Businesses support Cayman's youth through work experience

Group shot of young adults in colourful shirts
Several Camana Bay-based business — including PwC, which annually recruits and coaches at least 10 students — offer internships and other work experience opportunities aimed at bridging the gap between school and a full-time career. — Photo: Contributed

Every summer, students island-wide seek internships to gain valuable hands-on experience in their chosen fields and help bridge the gap between school and their budding careers.

Many businesses in Camana Bay offer internships to young Caymanians as part of a commitment to fostering talent and provide interns with a path to develop their careers.

“It’s such a rewarding experience for both the interns and the firm," said Kat Holliday, assistant director, talent consultant at EY.

EY offers opportunities each summer to students pursuing an undergraduate or graduate degree in accounting or a business-related field. The firm accepts 10 to 12 interns per year across the areas of business, tax consultancy and audit.

"The programme exposes young Caymanian students to the working environment and what their potential career path can be in the financial industry," Holliday said.

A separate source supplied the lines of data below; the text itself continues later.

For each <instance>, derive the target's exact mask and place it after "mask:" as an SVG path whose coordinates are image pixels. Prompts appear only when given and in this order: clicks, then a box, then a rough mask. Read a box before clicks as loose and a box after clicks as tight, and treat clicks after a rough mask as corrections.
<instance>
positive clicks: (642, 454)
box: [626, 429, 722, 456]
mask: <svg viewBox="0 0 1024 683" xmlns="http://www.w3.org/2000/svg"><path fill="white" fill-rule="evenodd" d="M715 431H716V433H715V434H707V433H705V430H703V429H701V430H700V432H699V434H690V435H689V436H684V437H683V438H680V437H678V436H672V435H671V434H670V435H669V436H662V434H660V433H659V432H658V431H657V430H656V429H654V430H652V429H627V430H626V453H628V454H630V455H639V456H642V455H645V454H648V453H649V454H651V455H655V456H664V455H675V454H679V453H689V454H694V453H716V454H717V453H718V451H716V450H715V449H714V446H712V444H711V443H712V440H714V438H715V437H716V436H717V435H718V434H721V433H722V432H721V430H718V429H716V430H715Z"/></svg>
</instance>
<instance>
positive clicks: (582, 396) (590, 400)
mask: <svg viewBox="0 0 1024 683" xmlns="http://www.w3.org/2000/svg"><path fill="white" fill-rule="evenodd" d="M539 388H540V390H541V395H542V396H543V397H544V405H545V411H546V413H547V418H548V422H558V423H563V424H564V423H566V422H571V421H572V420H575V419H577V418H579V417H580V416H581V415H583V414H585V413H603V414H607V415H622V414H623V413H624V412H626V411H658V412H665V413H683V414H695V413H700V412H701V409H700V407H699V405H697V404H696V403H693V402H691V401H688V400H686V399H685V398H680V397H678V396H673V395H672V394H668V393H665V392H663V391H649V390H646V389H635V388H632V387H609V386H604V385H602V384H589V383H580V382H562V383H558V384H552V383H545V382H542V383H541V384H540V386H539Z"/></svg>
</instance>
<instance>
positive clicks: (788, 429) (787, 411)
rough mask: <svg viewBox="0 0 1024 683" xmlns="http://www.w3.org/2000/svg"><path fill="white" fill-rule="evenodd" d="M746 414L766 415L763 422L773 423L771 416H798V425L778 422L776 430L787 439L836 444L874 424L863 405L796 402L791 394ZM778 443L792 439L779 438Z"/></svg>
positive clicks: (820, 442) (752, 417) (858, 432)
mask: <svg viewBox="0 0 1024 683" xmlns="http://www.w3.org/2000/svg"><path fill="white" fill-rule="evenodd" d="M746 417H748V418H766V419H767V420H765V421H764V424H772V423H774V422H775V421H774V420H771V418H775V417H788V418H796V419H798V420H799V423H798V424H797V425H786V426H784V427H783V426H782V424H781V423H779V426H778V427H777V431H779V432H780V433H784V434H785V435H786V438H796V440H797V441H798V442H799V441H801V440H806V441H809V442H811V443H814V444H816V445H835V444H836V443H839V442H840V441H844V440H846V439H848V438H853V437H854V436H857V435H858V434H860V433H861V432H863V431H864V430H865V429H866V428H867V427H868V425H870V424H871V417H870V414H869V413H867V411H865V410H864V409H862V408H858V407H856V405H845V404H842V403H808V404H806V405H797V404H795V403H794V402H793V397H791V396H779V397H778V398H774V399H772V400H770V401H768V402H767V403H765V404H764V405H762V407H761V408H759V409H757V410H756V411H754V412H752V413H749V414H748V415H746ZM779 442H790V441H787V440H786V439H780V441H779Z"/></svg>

"As a summer intern with EY, you’ll see their impact firsthand. You will work on client projects with your team, gain new skills that will shape the rest of your career and explore your interests supported by leaders. All of this will help you build your future career."

During the eight-week EY summer programme, interns will work across different service lines to gain experience as well as be merged into various activities within the company, including community service, office socials, presentations and career discussions with the company’s leadership team.

“Upon completing the internship programme, interns can be offered to return as an intern the following summer or full-time employment if they are in their final year of university,” Holliday said.

This year, three scholarship recipients returned to full-time offers.

PwC, one of the three Big Four accounting firms that calls Camana Bay home along with EY and Deloitte, annually recruits and coaches at least 10 students for at least four weeks.

"During this time, the student will be assigned to work side by side with our existing staff on their day-to-day work, including participating in meetings with clients," said Emily Sully, senior associate in human capital at PwC. "They will receive training with respect to the work they do, be assigned a buddy to help them acclimate to the professional environment, have career discussions with our Human Capital team, start building their professional network and their team working skills."

As with EY, successful work experience can lead to a full-time career opportunity at PwC. Caymanian students who are in year 10 or higher — including college students — are eligible to apply. They must pursue a degree in accounting and finance and must have an interest in continuing their professional career in audit, tax or advisory.

PwC welcomes 19 students this year, including first-time recruits, returning interns and scholarship holders.

But the opportunities are limited to accounting and professional services. In the banking industry, Cayman National Bank offers internships to around eight to 10 students in both summer and winter seasons.

“We try to place interns in departments that best fit their career interest," said Cayman National Bank Senior Vice President and Chief Human Resources Officer Phil Jackson. "We believe in providing the best work experience to all the students that are selected. The interns are involved in special projects, which allows them hands-on work experience."

Cayman National also offers soft skills training like interview preparation and resume writing to students.

"We currently have 10 very bright Caymanian students of different age groups and levels of education. They are also very different regarding their career interests such as cybersecurity, customer service [and] real estate,” Jackson said.

To highlight the significance these internships can have on a young person's career, Jackson points to cases like former interns Justin Ebanks and Kayanna Blake. Ebanks started working in various departments across Cayman National and now serves as payroll and benefits specialist in the human resources department. Blake returned following her internship as a full-time employee as a document imaging clerk in card services. She's since been promoted to card input.

“These internship programmes allow students the opportunity to gain real professional experience, to learn more skills and knowledge and allow them to focus in on the career that either appeals to them the most, or that will benefit their professional life the most. It is also a benefit during their time at university to relate their work experience to their studies, allowing a greater understanding,” Jackson said.

This article was published in the July/August 2023 print edition of Camana Bay Times.